Absolutely. To win in this business, being first to market with a solution is key. A complex system only delays the process of getting solutions to customers. Our goal is to increase efficiencies, add value in sales, and provide more efficient solutions on a larger scale, which will improve our top line.

Gerry Sweeney, Analyst

Do you plan to slow down acquisitions at this point? Seems like you've made eight acquisitions recently?

Richard Warzala, CEO

Yes, we need to focus on making sure that everything we have acquired is functioning as expected.

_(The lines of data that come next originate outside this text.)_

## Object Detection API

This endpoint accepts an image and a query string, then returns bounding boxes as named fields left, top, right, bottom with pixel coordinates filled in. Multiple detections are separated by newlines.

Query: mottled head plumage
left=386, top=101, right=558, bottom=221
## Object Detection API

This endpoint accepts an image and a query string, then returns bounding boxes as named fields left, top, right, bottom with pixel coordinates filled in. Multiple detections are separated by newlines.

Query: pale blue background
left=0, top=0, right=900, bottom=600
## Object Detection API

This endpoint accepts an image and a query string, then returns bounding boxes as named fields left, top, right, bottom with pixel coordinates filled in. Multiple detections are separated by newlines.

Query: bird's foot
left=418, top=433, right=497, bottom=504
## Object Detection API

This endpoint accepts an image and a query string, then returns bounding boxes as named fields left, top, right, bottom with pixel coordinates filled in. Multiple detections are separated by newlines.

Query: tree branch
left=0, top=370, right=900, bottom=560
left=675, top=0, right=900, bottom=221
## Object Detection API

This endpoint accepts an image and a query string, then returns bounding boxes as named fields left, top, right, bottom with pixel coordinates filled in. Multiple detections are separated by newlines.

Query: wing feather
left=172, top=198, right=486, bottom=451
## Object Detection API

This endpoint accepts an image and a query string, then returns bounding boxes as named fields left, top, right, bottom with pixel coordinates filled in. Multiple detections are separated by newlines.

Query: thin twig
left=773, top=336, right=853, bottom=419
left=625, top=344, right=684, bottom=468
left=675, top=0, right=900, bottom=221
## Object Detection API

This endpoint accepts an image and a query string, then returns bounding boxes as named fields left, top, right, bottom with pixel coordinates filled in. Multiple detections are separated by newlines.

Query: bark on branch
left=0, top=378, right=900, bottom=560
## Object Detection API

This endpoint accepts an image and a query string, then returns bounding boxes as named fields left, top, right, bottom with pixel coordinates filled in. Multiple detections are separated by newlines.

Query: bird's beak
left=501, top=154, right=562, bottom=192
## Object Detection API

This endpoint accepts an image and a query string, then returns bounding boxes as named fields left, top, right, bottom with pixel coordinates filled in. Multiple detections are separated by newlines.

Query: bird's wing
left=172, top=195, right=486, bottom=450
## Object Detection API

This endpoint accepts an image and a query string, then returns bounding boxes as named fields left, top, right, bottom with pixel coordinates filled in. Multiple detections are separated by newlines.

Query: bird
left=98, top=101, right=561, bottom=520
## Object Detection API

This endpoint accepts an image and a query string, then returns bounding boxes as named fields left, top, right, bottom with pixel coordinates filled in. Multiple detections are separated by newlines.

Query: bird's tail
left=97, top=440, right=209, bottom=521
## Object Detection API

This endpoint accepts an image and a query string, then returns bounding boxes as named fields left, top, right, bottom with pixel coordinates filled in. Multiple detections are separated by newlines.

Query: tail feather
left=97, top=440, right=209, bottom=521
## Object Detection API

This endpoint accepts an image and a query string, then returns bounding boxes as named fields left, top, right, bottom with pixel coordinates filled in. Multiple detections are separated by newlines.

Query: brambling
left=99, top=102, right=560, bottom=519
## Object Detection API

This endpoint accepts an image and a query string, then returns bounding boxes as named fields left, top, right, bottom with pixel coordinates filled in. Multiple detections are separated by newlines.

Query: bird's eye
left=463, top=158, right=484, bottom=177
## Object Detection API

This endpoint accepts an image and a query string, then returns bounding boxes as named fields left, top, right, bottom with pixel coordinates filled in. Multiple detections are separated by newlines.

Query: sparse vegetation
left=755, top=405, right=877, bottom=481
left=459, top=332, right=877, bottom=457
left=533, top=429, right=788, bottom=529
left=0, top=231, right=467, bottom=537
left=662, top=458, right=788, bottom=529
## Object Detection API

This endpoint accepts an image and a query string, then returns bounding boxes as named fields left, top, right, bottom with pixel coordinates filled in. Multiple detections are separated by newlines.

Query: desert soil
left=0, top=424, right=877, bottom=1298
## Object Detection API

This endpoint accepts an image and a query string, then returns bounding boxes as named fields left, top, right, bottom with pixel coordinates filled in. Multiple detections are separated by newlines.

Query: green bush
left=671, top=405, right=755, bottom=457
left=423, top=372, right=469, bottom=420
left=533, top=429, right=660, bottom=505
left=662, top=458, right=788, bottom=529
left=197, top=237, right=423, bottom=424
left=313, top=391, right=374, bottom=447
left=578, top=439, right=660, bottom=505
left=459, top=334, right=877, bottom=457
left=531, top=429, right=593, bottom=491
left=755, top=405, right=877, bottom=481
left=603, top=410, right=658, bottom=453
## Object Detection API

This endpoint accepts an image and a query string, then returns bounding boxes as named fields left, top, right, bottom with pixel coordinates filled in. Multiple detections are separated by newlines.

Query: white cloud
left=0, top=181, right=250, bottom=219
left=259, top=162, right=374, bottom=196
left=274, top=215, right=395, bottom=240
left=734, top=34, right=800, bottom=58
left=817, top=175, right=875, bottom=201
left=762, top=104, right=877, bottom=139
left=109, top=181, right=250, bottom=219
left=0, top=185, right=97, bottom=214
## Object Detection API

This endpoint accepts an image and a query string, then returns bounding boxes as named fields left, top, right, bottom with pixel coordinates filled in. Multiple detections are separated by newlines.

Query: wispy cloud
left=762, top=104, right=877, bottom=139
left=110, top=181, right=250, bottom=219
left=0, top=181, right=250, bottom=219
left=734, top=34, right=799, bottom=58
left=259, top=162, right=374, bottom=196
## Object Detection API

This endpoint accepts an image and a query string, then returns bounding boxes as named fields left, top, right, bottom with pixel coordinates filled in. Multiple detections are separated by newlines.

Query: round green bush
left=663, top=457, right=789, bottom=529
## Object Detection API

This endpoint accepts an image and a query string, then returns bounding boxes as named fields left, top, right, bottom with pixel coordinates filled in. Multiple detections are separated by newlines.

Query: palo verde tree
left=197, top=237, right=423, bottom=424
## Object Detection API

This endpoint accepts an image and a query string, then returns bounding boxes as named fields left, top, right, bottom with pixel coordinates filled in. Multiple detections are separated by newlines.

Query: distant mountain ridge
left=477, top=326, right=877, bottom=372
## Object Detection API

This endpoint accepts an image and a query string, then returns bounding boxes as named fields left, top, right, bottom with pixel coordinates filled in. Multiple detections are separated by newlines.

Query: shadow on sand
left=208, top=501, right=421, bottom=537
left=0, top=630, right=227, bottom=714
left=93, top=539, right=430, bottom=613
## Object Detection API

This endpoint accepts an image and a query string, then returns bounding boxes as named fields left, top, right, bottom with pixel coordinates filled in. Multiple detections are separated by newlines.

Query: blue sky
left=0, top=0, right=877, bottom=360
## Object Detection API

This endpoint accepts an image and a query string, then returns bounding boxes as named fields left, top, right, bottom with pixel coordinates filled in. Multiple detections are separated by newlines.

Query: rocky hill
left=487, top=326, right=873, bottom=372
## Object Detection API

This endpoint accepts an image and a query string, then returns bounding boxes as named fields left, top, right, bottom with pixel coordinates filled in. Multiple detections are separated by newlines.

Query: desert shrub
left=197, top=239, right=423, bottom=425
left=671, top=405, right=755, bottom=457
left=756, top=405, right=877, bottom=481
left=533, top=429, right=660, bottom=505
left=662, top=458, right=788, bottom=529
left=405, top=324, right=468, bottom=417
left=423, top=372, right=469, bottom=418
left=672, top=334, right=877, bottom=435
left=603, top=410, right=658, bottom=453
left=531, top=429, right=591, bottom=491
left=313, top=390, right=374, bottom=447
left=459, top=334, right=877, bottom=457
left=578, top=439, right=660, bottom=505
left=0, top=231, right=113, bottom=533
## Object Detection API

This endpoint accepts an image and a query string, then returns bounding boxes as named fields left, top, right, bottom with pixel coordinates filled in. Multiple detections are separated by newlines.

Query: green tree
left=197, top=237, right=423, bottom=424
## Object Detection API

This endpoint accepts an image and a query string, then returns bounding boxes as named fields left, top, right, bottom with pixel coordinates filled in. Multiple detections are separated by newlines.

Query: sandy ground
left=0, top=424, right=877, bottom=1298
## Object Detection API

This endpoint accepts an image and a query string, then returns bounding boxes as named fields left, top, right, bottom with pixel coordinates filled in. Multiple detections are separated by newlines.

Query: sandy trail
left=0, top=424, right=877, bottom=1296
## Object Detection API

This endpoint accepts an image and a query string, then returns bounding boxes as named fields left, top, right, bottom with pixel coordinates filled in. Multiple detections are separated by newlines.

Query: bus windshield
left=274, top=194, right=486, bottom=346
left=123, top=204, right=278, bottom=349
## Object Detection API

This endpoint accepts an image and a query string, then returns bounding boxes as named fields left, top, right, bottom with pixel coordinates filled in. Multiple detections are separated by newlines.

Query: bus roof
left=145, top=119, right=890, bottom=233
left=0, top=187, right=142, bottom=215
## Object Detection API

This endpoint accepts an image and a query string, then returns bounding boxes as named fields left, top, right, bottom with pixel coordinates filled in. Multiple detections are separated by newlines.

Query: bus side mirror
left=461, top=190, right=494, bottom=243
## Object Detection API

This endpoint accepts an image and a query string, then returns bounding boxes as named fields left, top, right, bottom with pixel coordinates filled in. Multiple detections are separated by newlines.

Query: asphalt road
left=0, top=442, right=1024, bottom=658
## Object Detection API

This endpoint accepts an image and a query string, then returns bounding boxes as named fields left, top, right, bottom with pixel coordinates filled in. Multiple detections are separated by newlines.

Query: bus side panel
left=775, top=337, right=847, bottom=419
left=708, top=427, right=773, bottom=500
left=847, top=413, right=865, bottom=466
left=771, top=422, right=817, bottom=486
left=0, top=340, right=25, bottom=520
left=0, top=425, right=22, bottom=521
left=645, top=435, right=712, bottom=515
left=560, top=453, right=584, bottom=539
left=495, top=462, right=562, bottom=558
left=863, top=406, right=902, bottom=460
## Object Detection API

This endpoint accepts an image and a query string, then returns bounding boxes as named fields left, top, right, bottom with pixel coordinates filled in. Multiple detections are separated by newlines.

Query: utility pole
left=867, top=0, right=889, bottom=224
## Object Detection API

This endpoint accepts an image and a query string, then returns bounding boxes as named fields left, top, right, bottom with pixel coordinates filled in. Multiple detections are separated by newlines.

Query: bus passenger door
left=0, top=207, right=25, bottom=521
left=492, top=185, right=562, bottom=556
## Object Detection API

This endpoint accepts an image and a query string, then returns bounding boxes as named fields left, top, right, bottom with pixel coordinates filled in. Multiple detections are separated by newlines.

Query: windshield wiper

The emphasis will be on optimizing what we've acquired, particularly SNC, where we see great synergies and opportunities to leverage our combined resources. While we're open to new opportunities, our priority is currently on making the existing acquisitions work better.

Gerry Sweeney, Analyst

So essentially, make some acquisitions, take a step back, optimize, drive cash flow, and then reassess for more acquisitions?

Richard Warzala, CEO

Exactly. Thank you, everyone, for joining us on today's call and your continued interest in Allient. We will be participating in the ROTH Conference on March 18th in Dana Point, California. Please feel free to reach out to us at any time, and we look forward to talking with all of you again after our first quarter 2024 results. Thank you for your participation and have a great day.

Operator, Operator

The conference is now concluded. Thank you for attending today's presentation. You may now disconnect.